This week around the world Jews celebrated the 13th Siyum HaShas of Daf Yomi, the event marking the completion of study of the 2,711 folio pages of the Talmud, one daily page at a time.
In contrast, on Sunday, Hadran hosts the first ever Women’s Siyum HaShas.
I am proud that students in Farber Hebrew Day School’s Girls Beit Midrash Program were the only US high school girls to accept Hadran’s invitation to attend the siyum. Our students attending the siyum completed the second perek of Masechet (Tractate) Sukkah as part of Hadran’s adopt-a-daf program. Over the last week, they have traveled around Israel learning from amazing women Torah scholars at several midrashot. On Sunday, they will cap off their trip by participating in Hadran’s Yom Iyun and Siyum program.
This is a big moment for women’s Torah learning and I’m thrilled my students will be there.
For me, however, as a kid, it never crossed my mind that learning Gemara was something specifically for men. In my school, Maimonides School in Brookline MA, boys and girls learned Gemara together. In shul, the Talner Rebbe zt”l, Rabbi Yitzchak Twersky, taught two Gemara shiurim a week, both of them coed. And it wasn’t really something we questioned.
Of course, over the last 30 years, I’ve encountered many people who have questioned it.
When I took my first teaching job out of semicha (rabbinic ordination), teaching Gemara to young women at Ma’ayanot in Teaneck, many people in my semicha class asked me why I would choose to teach girls Gemara. When I introduced the first-ever Gemara elective to the Goldie Margolin School for Girls in Memphis, many people asked me why I thought that was worthwhile.
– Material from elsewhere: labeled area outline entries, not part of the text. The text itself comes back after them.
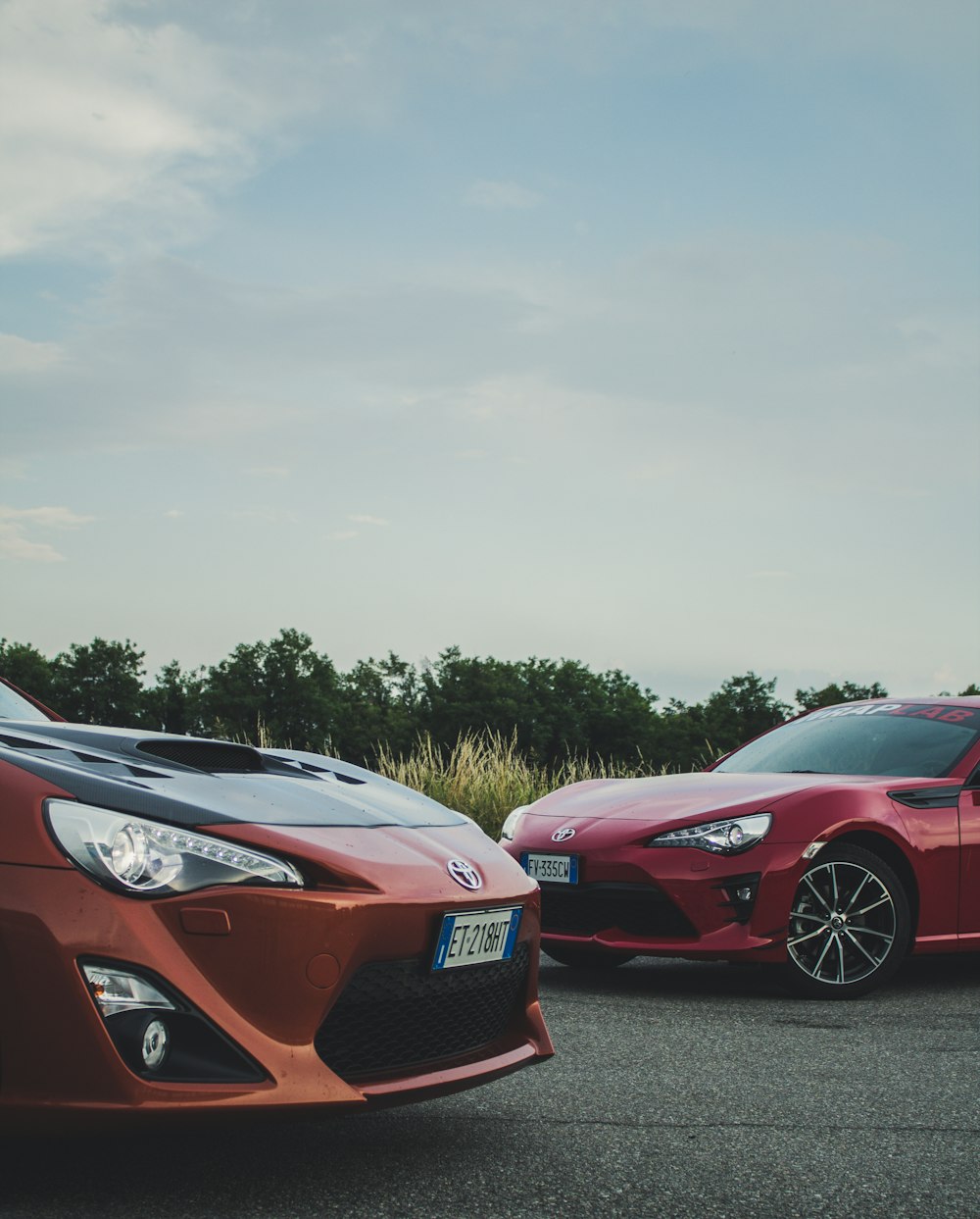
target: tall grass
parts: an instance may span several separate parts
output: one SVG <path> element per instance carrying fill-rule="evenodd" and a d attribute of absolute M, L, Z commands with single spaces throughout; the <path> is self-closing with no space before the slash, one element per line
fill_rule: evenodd
<path fill-rule="evenodd" d="M 642 762 L 588 762 L 570 758 L 555 770 L 530 762 L 519 750 L 516 734 L 465 733 L 452 750 L 422 735 L 408 757 L 381 745 L 380 774 L 432 800 L 465 813 L 491 837 L 499 837 L 504 818 L 519 805 L 530 805 L 555 787 L 582 779 L 634 779 L 650 774 Z"/>

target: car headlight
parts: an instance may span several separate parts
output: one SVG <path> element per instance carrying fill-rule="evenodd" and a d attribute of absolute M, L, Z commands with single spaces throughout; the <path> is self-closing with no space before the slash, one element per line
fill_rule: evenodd
<path fill-rule="evenodd" d="M 528 807 L 527 805 L 521 805 L 520 807 L 515 808 L 513 813 L 508 813 L 506 820 L 500 828 L 502 842 L 511 842 L 514 840 L 514 835 L 517 833 L 517 823 L 520 822 L 521 817 L 523 817 L 525 812 L 527 811 L 527 807 Z"/>
<path fill-rule="evenodd" d="M 45 807 L 68 858 L 125 894 L 166 897 L 212 885 L 303 884 L 291 863 L 222 839 L 68 800 L 49 800 Z"/>
<path fill-rule="evenodd" d="M 711 851 L 713 855 L 738 855 L 761 842 L 771 825 L 772 813 L 754 813 L 751 817 L 733 817 L 707 825 L 668 830 L 651 837 L 646 846 L 696 846 L 699 851 Z"/>

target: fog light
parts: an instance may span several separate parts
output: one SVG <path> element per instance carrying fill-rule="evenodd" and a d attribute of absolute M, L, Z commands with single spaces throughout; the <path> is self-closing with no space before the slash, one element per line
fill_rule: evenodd
<path fill-rule="evenodd" d="M 118 1012 L 134 1012 L 146 1007 L 173 1009 L 170 1000 L 152 983 L 128 969 L 83 964 L 82 972 L 102 1015 L 116 1015 Z"/>
<path fill-rule="evenodd" d="M 163 1020 L 149 1020 L 142 1030 L 142 1062 L 147 1070 L 156 1070 L 163 1065 L 167 1051 L 170 1046 L 170 1034 Z"/>

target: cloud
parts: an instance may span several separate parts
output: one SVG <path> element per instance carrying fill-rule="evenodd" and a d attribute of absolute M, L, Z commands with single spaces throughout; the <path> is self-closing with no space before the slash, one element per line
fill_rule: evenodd
<path fill-rule="evenodd" d="M 62 358 L 54 343 L 32 343 L 16 334 L 0 334 L 0 375 L 43 372 Z"/>
<path fill-rule="evenodd" d="M 537 207 L 542 196 L 516 182 L 488 182 L 481 178 L 465 195 L 466 202 L 488 211 L 523 211 Z"/>
<path fill-rule="evenodd" d="M 58 563 L 65 556 L 46 541 L 34 541 L 28 534 L 45 529 L 78 529 L 94 521 L 63 507 L 11 508 L 0 505 L 0 558 L 28 563 Z"/>
<path fill-rule="evenodd" d="M 136 16 L 121 0 L 0 6 L 0 256 L 184 243 L 315 108 L 312 62 Z"/>
<path fill-rule="evenodd" d="M 352 521 L 355 525 L 381 525 L 381 527 L 385 527 L 385 525 L 388 524 L 388 522 L 385 521 L 383 517 L 369 517 L 369 516 L 364 516 L 364 514 L 360 514 L 360 513 L 348 514 L 347 519 Z"/>

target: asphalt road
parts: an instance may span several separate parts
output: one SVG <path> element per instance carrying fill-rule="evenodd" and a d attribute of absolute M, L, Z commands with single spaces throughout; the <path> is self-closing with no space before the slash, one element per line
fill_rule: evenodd
<path fill-rule="evenodd" d="M 549 1063 L 355 1117 L 6 1137 L 0 1215 L 980 1217 L 980 962 L 849 1003 L 545 962 Z"/>

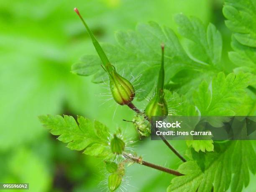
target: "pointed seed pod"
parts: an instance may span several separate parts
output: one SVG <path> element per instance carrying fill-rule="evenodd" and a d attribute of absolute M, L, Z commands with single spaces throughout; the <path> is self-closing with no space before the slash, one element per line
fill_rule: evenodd
<path fill-rule="evenodd" d="M 125 146 L 125 143 L 123 140 L 114 134 L 114 138 L 110 141 L 110 148 L 112 153 L 118 155 L 122 154 Z"/>
<path fill-rule="evenodd" d="M 161 45 L 162 61 L 159 72 L 155 95 L 149 102 L 145 110 L 145 114 L 150 119 L 152 116 L 167 116 L 168 115 L 168 108 L 164 99 L 164 46 Z"/>
<path fill-rule="evenodd" d="M 106 54 L 80 14 L 78 10 L 75 8 L 74 10 L 81 19 L 88 31 L 103 64 L 102 66 L 108 74 L 110 87 L 114 99 L 118 104 L 122 105 L 130 104 L 135 95 L 133 87 L 129 81 L 116 72 L 115 69 L 111 64 Z"/>
<path fill-rule="evenodd" d="M 109 173 L 113 173 L 118 170 L 118 165 L 113 161 L 105 161 L 106 169 Z"/>
<path fill-rule="evenodd" d="M 110 191 L 114 191 L 120 186 L 122 177 L 118 174 L 112 173 L 108 176 L 108 188 Z"/>
<path fill-rule="evenodd" d="M 116 102 L 121 105 L 131 103 L 135 96 L 135 91 L 132 84 L 115 72 L 109 76 L 110 87 Z"/>

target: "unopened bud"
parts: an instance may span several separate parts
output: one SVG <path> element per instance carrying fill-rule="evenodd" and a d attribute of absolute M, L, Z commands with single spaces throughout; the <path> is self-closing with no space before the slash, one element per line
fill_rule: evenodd
<path fill-rule="evenodd" d="M 168 115 L 168 108 L 164 99 L 164 46 L 161 45 L 162 61 L 159 72 L 155 95 L 149 102 L 145 110 L 145 114 L 150 119 L 152 116 L 167 116 Z"/>
<path fill-rule="evenodd" d="M 102 66 L 108 74 L 110 81 L 110 89 L 114 99 L 118 103 L 122 105 L 129 104 L 133 100 L 135 95 L 133 87 L 129 81 L 116 72 L 100 45 L 81 15 L 78 10 L 75 8 L 74 10 L 87 30 L 94 47 L 102 61 L 103 65 Z"/>
<path fill-rule="evenodd" d="M 124 150 L 125 143 L 122 139 L 114 135 L 113 138 L 110 141 L 110 148 L 112 153 L 115 154 L 122 154 Z"/>
<path fill-rule="evenodd" d="M 115 71 L 110 74 L 109 77 L 110 87 L 115 100 L 121 105 L 131 102 L 135 91 L 130 82 Z"/>
<path fill-rule="evenodd" d="M 112 173 L 108 176 L 108 188 L 110 191 L 117 189 L 121 184 L 122 177 L 116 173 Z"/>

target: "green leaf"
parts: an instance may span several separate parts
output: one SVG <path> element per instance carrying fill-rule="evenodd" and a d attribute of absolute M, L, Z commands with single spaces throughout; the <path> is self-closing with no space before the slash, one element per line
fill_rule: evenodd
<path fill-rule="evenodd" d="M 231 183 L 231 191 L 239 192 L 243 187 L 249 184 L 249 169 L 252 173 L 256 172 L 256 155 L 250 141 L 237 142 L 236 150 L 232 156 L 232 169 L 234 174 Z"/>
<path fill-rule="evenodd" d="M 48 115 L 39 118 L 44 125 L 50 129 L 51 134 L 59 136 L 58 139 L 67 143 L 67 147 L 71 149 L 85 149 L 83 153 L 97 156 L 108 146 L 108 129 L 98 121 L 95 121 L 93 125 L 88 119 L 78 116 L 78 125 L 71 116 Z"/>
<path fill-rule="evenodd" d="M 220 33 L 213 24 L 210 23 L 206 29 L 199 19 L 193 17 L 189 19 L 182 14 L 178 15 L 175 20 L 179 33 L 191 41 L 188 46 L 192 56 L 205 64 L 220 63 L 222 40 Z"/>
<path fill-rule="evenodd" d="M 213 151 L 214 148 L 212 140 L 189 140 L 186 143 L 189 147 L 191 146 L 197 152 L 200 150 L 203 152 Z"/>
<path fill-rule="evenodd" d="M 230 141 L 216 145 L 215 151 L 207 152 L 204 158 L 197 158 L 195 154 L 194 158 L 196 161 L 186 162 L 179 166 L 178 171 L 185 175 L 174 178 L 167 191 L 209 192 L 212 187 L 214 192 L 225 191 L 231 183 L 232 173 L 235 175 L 232 179 L 231 187 L 236 189 L 232 191 L 241 191 L 244 184 L 246 186 L 248 182 L 248 169 L 253 174 L 256 172 L 253 164 L 256 161 L 255 151 L 250 141 Z M 243 151 L 242 154 L 241 151 Z M 239 154 L 241 161 L 237 161 L 237 155 L 234 155 L 236 153 Z M 198 157 L 201 154 L 197 155 Z M 198 162 L 200 159 L 201 162 Z M 248 163 L 249 161 L 251 161 Z M 202 163 L 204 164 L 203 169 Z M 239 167 L 235 167 L 238 164 L 241 165 Z M 238 170 L 244 173 L 243 177 L 241 176 Z M 239 181 L 236 179 L 238 177 Z"/>
<path fill-rule="evenodd" d="M 256 74 L 255 1 L 226 0 L 223 13 L 228 19 L 225 22 L 226 25 L 233 32 L 231 46 L 235 51 L 230 52 L 228 56 L 239 67 L 235 72 Z"/>
<path fill-rule="evenodd" d="M 246 46 L 256 47 L 256 3 L 253 0 L 226 0 L 225 23 L 236 39 Z"/>
<path fill-rule="evenodd" d="M 233 115 L 245 96 L 244 88 L 250 84 L 251 74 L 219 73 L 207 85 L 202 82 L 193 95 L 194 102 L 205 116 Z"/>
<path fill-rule="evenodd" d="M 136 91 L 137 91 L 139 100 L 144 99 L 154 87 L 155 72 L 159 71 L 161 63 L 161 43 L 165 45 L 166 82 L 182 69 L 202 70 L 207 67 L 187 55 L 172 29 L 161 28 L 155 22 L 139 24 L 136 31 L 118 31 L 115 37 L 117 45 L 103 44 L 103 49 L 118 72 L 123 72 L 126 79 L 131 78 L 131 73 L 139 79 L 134 84 Z M 105 80 L 106 74 L 102 73 L 100 62 L 95 59 L 97 56 L 83 56 L 79 63 L 73 65 L 73 72 L 81 75 L 94 74 L 95 82 Z M 93 64 L 95 68 L 92 70 Z M 125 71 L 121 71 L 123 69 Z"/>

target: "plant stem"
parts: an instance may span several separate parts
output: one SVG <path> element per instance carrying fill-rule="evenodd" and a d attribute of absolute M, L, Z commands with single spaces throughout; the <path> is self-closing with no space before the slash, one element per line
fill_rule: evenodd
<path fill-rule="evenodd" d="M 141 158 L 137 157 L 134 156 L 131 154 L 128 154 L 125 152 L 123 153 L 123 155 L 127 159 L 132 161 L 138 164 L 141 164 L 145 166 L 151 167 L 151 168 L 154 169 L 155 169 L 161 171 L 166 173 L 168 173 L 170 174 L 172 174 L 177 176 L 181 176 L 184 175 L 179 172 L 175 171 L 175 170 L 171 169 L 170 169 L 167 168 L 163 166 L 160 166 L 159 165 L 153 164 L 149 162 L 146 161 L 142 160 Z"/>
<path fill-rule="evenodd" d="M 132 102 L 131 102 L 130 103 L 129 103 L 129 104 L 127 105 L 137 113 L 142 113 L 141 112 L 138 108 L 137 108 Z M 146 116 L 145 118 L 148 121 L 150 121 L 148 117 Z M 187 161 L 187 160 L 185 159 L 185 158 L 184 158 L 184 157 L 183 157 L 179 153 L 179 152 L 178 152 L 178 151 L 176 150 L 169 143 L 168 141 L 167 141 L 164 136 L 160 136 L 160 138 L 163 141 L 164 141 L 165 144 L 169 148 L 170 148 L 175 154 L 175 155 L 176 155 L 179 159 L 180 159 L 182 161 Z"/>
<path fill-rule="evenodd" d="M 175 155 L 176 155 L 177 156 L 178 156 L 178 157 L 180 159 L 181 159 L 181 160 L 183 161 L 183 162 L 186 162 L 187 161 L 187 160 L 185 159 L 185 158 L 184 158 L 184 157 L 183 157 L 183 156 L 182 155 L 181 155 L 179 153 L 179 152 L 178 152 L 178 151 L 175 149 L 174 147 L 173 147 L 172 145 L 171 145 L 169 142 L 168 142 L 167 140 L 166 140 L 166 139 L 165 138 L 165 137 L 164 137 L 164 136 L 160 136 L 160 138 L 161 138 L 161 139 L 162 139 L 162 140 L 163 141 L 164 141 L 164 143 L 165 143 L 165 144 L 166 145 L 167 145 L 168 146 L 168 147 L 172 150 L 172 152 L 173 152 Z"/>
<path fill-rule="evenodd" d="M 135 107 L 135 105 L 134 105 L 132 102 L 130 102 L 129 104 L 127 104 L 127 106 L 137 113 L 141 113 L 140 110 Z"/>

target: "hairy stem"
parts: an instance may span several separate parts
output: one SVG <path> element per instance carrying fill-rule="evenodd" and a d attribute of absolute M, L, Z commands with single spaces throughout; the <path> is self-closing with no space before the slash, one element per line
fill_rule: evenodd
<path fill-rule="evenodd" d="M 155 164 L 153 164 L 152 163 L 149 163 L 149 162 L 142 160 L 141 158 L 134 156 L 130 154 L 128 154 L 127 153 L 123 152 L 123 155 L 127 159 L 132 161 L 138 164 L 141 164 L 155 169 L 161 171 L 162 172 L 165 172 L 166 173 L 168 173 L 174 175 L 176 175 L 177 176 L 181 176 L 182 175 L 184 175 L 183 174 L 182 174 L 177 171 L 156 165 Z"/>
<path fill-rule="evenodd" d="M 142 113 L 131 102 L 129 103 L 129 104 L 127 105 L 128 107 L 131 108 L 132 110 L 135 111 L 137 113 Z M 146 116 L 145 117 L 145 118 L 148 120 L 148 121 L 150 121 L 149 118 Z M 172 145 L 171 145 L 168 141 L 166 140 L 165 137 L 163 136 L 160 136 L 160 138 L 165 143 L 165 144 L 167 146 L 170 148 L 175 154 L 183 162 L 187 161 L 187 160 L 183 157 L 183 156 L 181 155 L 179 152 L 176 150 L 174 147 L 173 147 Z"/>
<path fill-rule="evenodd" d="M 132 102 L 131 102 L 129 104 L 127 104 L 127 106 L 137 113 L 141 113 L 141 112 L 140 110 L 135 107 L 135 105 L 134 105 Z"/>

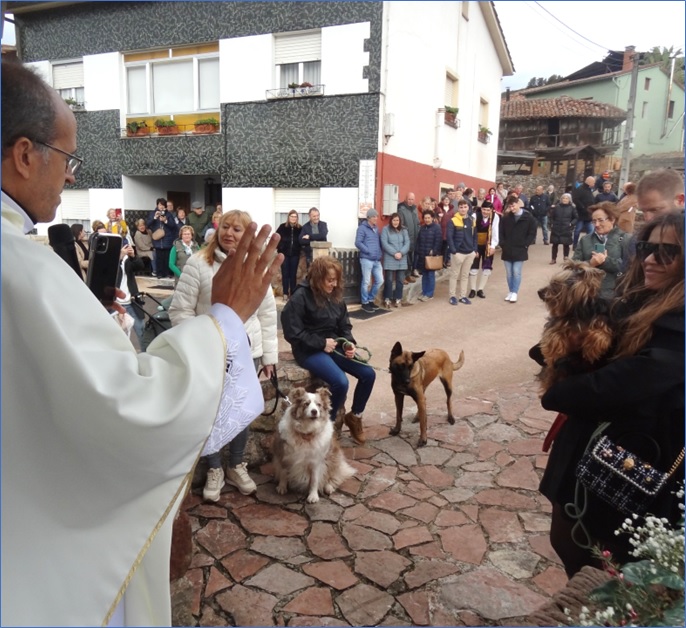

Three years ago, I started our Girls Beit Midrash Program at Farber Hebrew Day School in Southfield, MI. Girls in the program learn Gemara and Rishonim at the same level as our boys in the corresponding program. They write articles for our Torah journal and they teach Gemara each year to the community at our Torah journal publication event. Once again, many people questioned whether this was the best focus for our girls’ Judaic studies program.
For me, even though I’ve formulated many answers to these questions and taught classes on the issue several times, the fundamental answer boils down to the attitude of my youth: Why wouldn’t I facilitate Gemara learning for our young women?
Or, perhaps more pointedly, how could I not?
At the various Siyumei HaShas around the world this past week, one theme has been repeated over and again. Serious, committed, sustained Gemara learning has a profound and powerful impact on a person’s life. Learning Torah shapes the way we think, reformulates the way we experience the world, directs our behavior and creates a pathway for our connection to Hashem.
How could we, why would we, deny any Jew that opportunity?
As I sat down this Friday night to learn the fourth chapter of Masechet Sukkah with my 14-year-old son and my 13-year-old daughter, I could not have imagined giving my son the gift of Gemara and telling my smart, thoughtful daughter it wasn’t for her.
This question of women’s Gemara learning is intertwined with some other complex questions about the role of women in Judaism, women’s leadership, and women in the shul. The answer to these questions do not seem simple to me at all.
But what does seem simple to me is that there will be no one better equipped to participate in finding answers to those questions than women steeped in Torah learning who learn Torah motivated by a love of Torah and a desire to get closer to Hashem.
Some have questioned whether opening up Gemara learning to women has caused problems in our community, rather than helped solve them.
But I have faith in the Torah and the powerful influence of Torah learning. I believe that learning Torah lishmah — for its own sake — will always have a positive impact. And I believe that exposing more people to more Torah will always be better for our community.
Sunday’s Women’s Siyum HaShas will inspire many Jews to engage in the study of Gemara. How could that possibly be anything other than a blessing?